February, 23, 2016
Is your medicine cabinet full of ointments, oils, and creams that each treats one specific ailment? Maybe you can cut down on some of the clutter by adding nature's own wonder drug, tea tree oil, instead.
What is Tea Tree Oil. Produced in Australia from the tree M. alternifolia, tea tree oil acts as an antiseptic, fungicide, insect deterrent, and more. It has been used in Australia by aborigines for generations and, since the country's colonization, has spread to the rest of the world.
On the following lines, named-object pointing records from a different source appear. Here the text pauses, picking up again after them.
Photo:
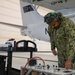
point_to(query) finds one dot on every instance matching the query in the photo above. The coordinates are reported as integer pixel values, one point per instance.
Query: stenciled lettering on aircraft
(28, 8)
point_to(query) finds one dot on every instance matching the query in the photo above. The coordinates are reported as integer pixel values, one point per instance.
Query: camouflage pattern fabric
(63, 39)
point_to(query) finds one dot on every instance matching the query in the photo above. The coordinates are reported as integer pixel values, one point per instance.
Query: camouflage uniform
(63, 39)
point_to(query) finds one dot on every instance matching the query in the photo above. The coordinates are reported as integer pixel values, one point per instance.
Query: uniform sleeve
(70, 39)
(51, 38)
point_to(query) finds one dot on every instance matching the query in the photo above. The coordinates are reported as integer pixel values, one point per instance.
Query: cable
(23, 71)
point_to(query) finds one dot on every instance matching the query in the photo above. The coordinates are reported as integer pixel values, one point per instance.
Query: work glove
(68, 64)
(54, 52)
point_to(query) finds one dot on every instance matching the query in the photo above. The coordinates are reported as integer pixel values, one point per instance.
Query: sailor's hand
(54, 52)
(68, 64)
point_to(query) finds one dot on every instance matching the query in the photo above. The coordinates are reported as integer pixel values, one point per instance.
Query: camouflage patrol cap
(49, 17)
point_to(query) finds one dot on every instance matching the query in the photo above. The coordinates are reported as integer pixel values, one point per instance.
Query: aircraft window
(28, 8)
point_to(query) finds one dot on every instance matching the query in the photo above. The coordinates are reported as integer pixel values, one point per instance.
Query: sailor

Tea tree oil, which can be found as an essential oil as well as in creams, ointments, shampoo, and even toothpaste, can be used to treat a staggering variety of conditions, including: acne, arthritis, athlete's foot, burns, cuts, dandruff, eczema, gingivitis, infection, insect bites and stings, lice, muscle sprains, psoriasis, and rashes. And that's just a partial list!
Potential Benefits.The exact cause of tea tree oil's effectiveness is difficult to ascertain, and researchers are still looking into just how much the natural remedy can do for us. Newer studies have looked at its ability to stop the spread of sometimes-deadly methicillin-resistant staphylococcus aureus in hospitals.
Use Safely. While there are plenty of benefits to using tea tree oil, its strength can also be problematic, even dangerous. The Mayo Clinic advises that it's not safe to ingest or take tea tree oil internally, and it is considered particularly harmful if ingested by pets.
Also, like most natural remedies, the US Food and Drug Administration does not regulate tea tree oil as it does other medicines, leaving no standard quality of tea tree oil products. And, while many people enthusiastically support tea tree oil, it is no substitute for professional medical care.
Yet, many people agree that, if nothing else, tea tree oil should be a part of your first aid kid in case of bites, burns, or scrapes. But who knows? You might find yourself using it for much more than that.